Faculty Profile: William Campbell, PhD
Whether he is walking the red carpet in celebration of an Oscar-nominated documentary film he scored or writing orchestral arrangements to songs performed by the euphonically named singer Har Mar Superstar, William Campbell, PhD, lives the challenge he imparts to St. Ambrose music students.
Explore your abilities. Test your talents. Stretch your boundaries.
"I never stopped exploring, and I wanted to talk about this amazing thing we call music," Campbell, a professor in the St. Ambrose Music Department, said of his decision to build a full-time career in teaching while continuing to work as an artist. "And when I go into a classroom, it's with that sense of wonder. I think that's true of most teachers here."
That Campbell also shares his talents so capably beyond the classroom provides a non-textbook lesson to SAU musicians and music lovers.
It is an open exhortation to try, fail, learn, grow and succeed.
"I would hope that when the students find out my music is going to be performed by an orchestra or be part of an Academy Award-nominated film, it makes them feel a little bit proud about what they're doing," he said. "I'm also hoping it makes them do a little extra work. Because that's what it takes. To be something in this industry, you have to do that something extra."
Scoring the film Lifeboat - which was one of five nominees for Best Documentary Film Short at the 2019 Academy Awards in February - was something extra Campbell will carry with him for a lifetime.
Produced and directed by fellow University of Oregon graduate school alum Skye Fitzgerald, Lifeboat is a poignant, heartbreaking look at the grim reality of human trafficking, reflected in the faces of those willing to risk their lives adrift at sea to escape it.
"Lifeboat is a really amazing film," Campbell said. "It has done a lot of good for the world, and it has really raised a lot of awareness. And that's really great. It's easier to go to bed at night knowing I was part of something that changed people's lives."
Campbell is consistently and creatively eclectic. His summer included playing in a Grateful Dead tribute band, while his extensive resume includes six diverse compilations of original music and more than 20 commissions for songs and scores. The latter includes two original performances by the Quad City Symphony Orchestra as well as five choral hymns putting the words of Saint Ambrose of Milan to music. Lifeboat was the ninth film released with an accompanying Campbell score.

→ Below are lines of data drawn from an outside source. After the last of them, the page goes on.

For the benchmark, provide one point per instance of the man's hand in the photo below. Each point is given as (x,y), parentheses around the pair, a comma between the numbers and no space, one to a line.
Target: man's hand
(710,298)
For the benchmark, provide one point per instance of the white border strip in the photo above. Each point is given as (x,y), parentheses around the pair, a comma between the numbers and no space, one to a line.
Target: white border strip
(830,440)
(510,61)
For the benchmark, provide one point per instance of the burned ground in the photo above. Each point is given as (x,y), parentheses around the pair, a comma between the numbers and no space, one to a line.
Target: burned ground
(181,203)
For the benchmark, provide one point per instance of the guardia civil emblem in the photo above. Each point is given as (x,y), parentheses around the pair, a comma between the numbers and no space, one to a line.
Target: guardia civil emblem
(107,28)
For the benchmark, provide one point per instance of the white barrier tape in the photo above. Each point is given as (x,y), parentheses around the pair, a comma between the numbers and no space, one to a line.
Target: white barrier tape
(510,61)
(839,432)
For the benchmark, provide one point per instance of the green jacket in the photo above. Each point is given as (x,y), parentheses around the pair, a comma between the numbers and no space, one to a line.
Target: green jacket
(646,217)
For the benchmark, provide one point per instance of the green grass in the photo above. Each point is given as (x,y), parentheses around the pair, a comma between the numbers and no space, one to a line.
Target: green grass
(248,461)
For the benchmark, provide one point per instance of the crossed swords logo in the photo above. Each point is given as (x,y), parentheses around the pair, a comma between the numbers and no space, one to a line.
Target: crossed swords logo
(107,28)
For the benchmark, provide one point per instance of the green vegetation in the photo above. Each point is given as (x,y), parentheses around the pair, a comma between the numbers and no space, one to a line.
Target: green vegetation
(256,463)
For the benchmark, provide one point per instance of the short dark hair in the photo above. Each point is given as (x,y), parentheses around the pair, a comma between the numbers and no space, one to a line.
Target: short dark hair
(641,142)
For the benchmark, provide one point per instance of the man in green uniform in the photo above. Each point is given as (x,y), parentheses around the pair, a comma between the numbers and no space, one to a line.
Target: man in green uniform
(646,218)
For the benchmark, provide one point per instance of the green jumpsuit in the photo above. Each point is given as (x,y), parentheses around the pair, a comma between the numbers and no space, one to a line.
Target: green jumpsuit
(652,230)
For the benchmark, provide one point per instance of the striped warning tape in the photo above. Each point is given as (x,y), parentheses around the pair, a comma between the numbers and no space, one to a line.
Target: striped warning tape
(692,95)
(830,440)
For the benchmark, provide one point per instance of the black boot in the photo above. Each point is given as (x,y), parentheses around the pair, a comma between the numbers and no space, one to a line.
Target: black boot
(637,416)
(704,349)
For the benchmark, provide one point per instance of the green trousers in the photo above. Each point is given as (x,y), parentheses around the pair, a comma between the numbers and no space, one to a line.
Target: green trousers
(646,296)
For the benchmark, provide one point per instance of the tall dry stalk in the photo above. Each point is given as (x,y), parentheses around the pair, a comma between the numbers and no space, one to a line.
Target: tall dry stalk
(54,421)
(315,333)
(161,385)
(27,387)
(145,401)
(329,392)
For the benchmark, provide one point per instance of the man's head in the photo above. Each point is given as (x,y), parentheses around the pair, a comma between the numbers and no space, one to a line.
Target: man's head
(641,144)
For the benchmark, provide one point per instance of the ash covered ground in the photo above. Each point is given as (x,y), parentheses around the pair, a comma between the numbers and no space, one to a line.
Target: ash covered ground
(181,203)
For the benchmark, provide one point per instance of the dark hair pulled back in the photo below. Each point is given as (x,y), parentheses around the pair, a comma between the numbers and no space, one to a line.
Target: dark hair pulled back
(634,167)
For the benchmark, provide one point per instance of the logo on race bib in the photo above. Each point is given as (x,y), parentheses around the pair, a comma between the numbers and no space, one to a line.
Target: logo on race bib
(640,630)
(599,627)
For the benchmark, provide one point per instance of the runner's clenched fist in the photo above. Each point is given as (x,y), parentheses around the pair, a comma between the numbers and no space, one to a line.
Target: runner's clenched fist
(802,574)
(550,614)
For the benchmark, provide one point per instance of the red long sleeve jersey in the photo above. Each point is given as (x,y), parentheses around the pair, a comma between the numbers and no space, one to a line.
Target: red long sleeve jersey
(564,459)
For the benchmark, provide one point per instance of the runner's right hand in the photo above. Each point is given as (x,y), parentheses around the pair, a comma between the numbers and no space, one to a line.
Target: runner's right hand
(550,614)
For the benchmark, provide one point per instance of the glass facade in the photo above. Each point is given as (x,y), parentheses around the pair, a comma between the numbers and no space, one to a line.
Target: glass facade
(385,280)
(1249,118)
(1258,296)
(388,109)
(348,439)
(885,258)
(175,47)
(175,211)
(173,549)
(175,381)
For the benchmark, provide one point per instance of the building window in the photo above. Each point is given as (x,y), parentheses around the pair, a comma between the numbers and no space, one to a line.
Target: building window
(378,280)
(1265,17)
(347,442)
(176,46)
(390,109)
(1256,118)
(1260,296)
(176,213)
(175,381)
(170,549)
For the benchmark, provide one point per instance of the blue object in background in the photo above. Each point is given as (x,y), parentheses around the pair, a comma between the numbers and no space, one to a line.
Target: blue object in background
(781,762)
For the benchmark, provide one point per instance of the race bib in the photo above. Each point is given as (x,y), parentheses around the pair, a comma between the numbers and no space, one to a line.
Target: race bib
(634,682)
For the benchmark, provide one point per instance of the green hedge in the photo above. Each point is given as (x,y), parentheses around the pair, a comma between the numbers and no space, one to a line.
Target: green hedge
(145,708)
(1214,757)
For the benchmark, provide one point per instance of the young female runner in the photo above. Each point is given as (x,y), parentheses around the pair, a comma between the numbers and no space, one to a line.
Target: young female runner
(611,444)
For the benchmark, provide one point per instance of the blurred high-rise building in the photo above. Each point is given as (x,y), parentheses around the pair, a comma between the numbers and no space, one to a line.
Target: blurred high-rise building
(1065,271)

Campbell began taking piano lessons at age 6 and began thinking like a true musician soon after.
"While I was taking lessons, I was exploring the how and why of the music," he said, "I wouldn't just practice, I would also wonder why Beethoven did this or that."
That's the kind of curiosity Campbell seeks to spark in SAU students, and with it a requisite commitment to doing that something extra. Campbell can proudly name the musicians and music educators who have matriculated from St. Ambrose with a dedication and commitment to their craft that is equal to his own.

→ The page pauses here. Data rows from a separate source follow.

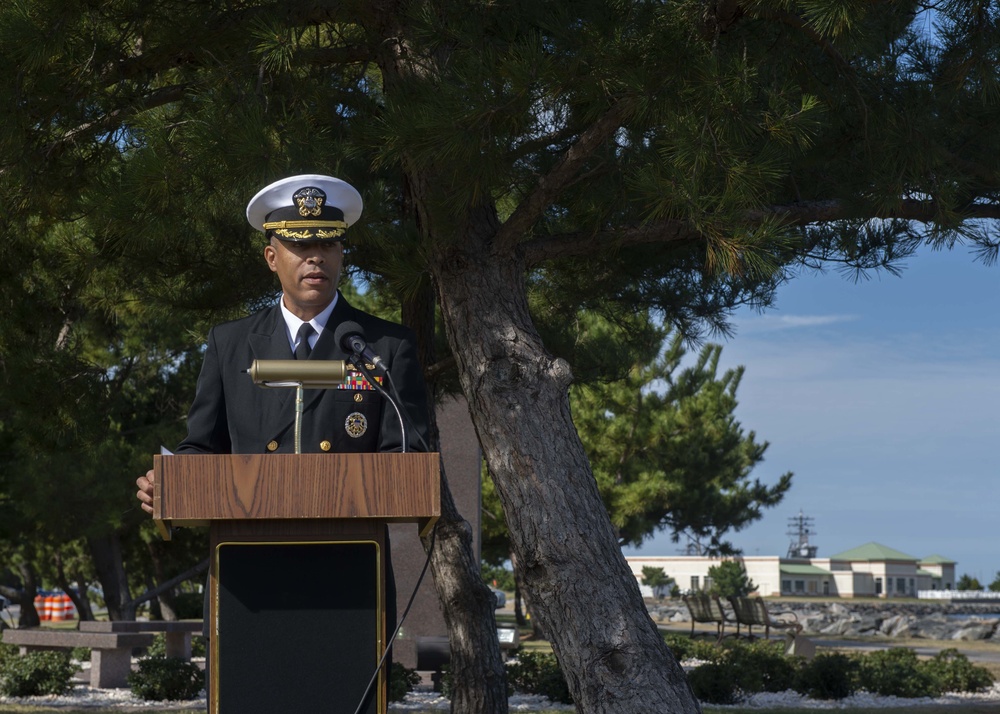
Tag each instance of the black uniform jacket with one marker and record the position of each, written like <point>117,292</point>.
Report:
<point>231,414</point>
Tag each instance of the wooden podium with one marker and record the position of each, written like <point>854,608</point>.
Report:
<point>297,593</point>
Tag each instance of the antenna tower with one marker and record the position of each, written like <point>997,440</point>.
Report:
<point>799,529</point>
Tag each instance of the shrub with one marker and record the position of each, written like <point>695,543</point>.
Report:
<point>760,665</point>
<point>159,646</point>
<point>36,673</point>
<point>953,672</point>
<point>537,673</point>
<point>6,652</point>
<point>189,606</point>
<point>830,675</point>
<point>401,681</point>
<point>896,672</point>
<point>715,683</point>
<point>166,678</point>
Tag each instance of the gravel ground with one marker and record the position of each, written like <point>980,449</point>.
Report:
<point>83,697</point>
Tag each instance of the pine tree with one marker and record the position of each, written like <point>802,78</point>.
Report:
<point>677,157</point>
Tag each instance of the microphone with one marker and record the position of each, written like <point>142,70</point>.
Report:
<point>351,336</point>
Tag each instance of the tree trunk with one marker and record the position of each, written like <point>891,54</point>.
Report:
<point>572,568</point>
<point>29,615</point>
<point>107,554</point>
<point>479,682</point>
<point>78,596</point>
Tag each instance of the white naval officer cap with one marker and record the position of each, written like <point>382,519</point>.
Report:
<point>305,208</point>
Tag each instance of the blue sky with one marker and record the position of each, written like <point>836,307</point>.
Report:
<point>881,396</point>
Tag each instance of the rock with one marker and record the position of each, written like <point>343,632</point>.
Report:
<point>975,630</point>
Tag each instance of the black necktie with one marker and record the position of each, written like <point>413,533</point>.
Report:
<point>303,349</point>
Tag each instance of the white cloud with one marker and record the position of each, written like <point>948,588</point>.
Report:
<point>775,323</point>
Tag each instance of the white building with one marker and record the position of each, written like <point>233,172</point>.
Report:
<point>870,570</point>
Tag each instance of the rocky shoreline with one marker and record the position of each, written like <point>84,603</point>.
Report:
<point>932,621</point>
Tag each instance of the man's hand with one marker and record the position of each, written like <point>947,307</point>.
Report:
<point>145,493</point>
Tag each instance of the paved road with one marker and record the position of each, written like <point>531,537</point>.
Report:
<point>979,654</point>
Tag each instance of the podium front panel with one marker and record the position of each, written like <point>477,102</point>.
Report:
<point>298,627</point>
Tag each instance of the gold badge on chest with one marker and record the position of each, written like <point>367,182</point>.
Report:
<point>356,425</point>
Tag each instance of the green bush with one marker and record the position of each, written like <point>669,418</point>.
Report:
<point>159,646</point>
<point>6,651</point>
<point>896,672</point>
<point>166,678</point>
<point>715,683</point>
<point>685,647</point>
<point>760,665</point>
<point>35,674</point>
<point>829,675</point>
<point>953,672</point>
<point>189,606</point>
<point>537,673</point>
<point>402,680</point>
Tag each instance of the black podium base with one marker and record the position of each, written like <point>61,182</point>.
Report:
<point>297,627</point>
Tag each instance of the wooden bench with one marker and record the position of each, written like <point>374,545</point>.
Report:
<point>110,652</point>
<point>752,611</point>
<point>110,643</point>
<point>708,608</point>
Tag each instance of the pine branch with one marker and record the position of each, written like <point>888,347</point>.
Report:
<point>548,187</point>
<point>156,98</point>
<point>570,245</point>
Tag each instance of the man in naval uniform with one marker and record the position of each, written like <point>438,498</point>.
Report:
<point>304,219</point>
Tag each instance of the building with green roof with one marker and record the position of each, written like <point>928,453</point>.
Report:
<point>870,570</point>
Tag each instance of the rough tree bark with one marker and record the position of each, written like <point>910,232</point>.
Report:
<point>476,666</point>
<point>108,562</point>
<point>573,569</point>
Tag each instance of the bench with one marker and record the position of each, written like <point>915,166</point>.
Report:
<point>110,652</point>
<point>751,611</point>
<point>110,644</point>
<point>708,608</point>
<point>178,633</point>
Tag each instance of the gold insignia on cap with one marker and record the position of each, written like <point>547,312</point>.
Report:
<point>356,425</point>
<point>309,201</point>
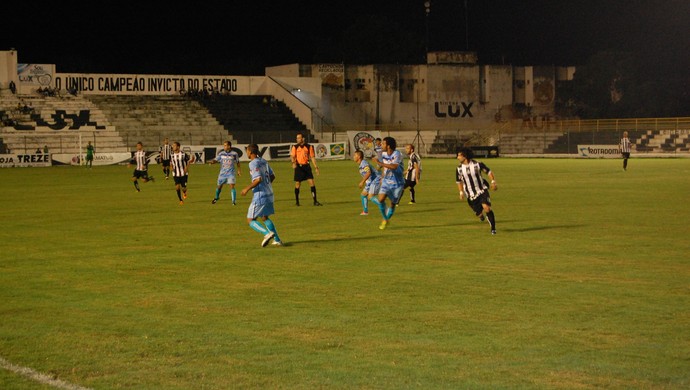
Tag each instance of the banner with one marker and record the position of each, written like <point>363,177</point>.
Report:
<point>598,151</point>
<point>364,141</point>
<point>35,75</point>
<point>130,84</point>
<point>98,158</point>
<point>24,160</point>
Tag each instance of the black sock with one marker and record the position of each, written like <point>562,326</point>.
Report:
<point>492,220</point>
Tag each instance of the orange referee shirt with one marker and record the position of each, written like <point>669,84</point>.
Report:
<point>302,153</point>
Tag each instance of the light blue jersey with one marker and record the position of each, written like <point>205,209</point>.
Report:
<point>373,183</point>
<point>392,182</point>
<point>227,161</point>
<point>262,200</point>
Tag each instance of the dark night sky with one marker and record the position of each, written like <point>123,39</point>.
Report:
<point>238,38</point>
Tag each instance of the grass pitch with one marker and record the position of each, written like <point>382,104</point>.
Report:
<point>586,284</point>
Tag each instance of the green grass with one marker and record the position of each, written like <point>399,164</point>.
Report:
<point>586,284</point>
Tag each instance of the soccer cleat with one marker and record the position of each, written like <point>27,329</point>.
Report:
<point>267,239</point>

He is equally proud of the accountants, engineers and countless other non-music majors who have walked away from a general education course he taught with a capacity to actively listen to music, to wonder why an artist chose this chord over that, to explore each note with a critical ear.
"It is totally critical thinking," he said of a foundational skill which employers say makes St. Ambrose graduates immensely valuable. "Being able to pick out what's really important or to really listen and be in conversation with somebody, that sets people apart."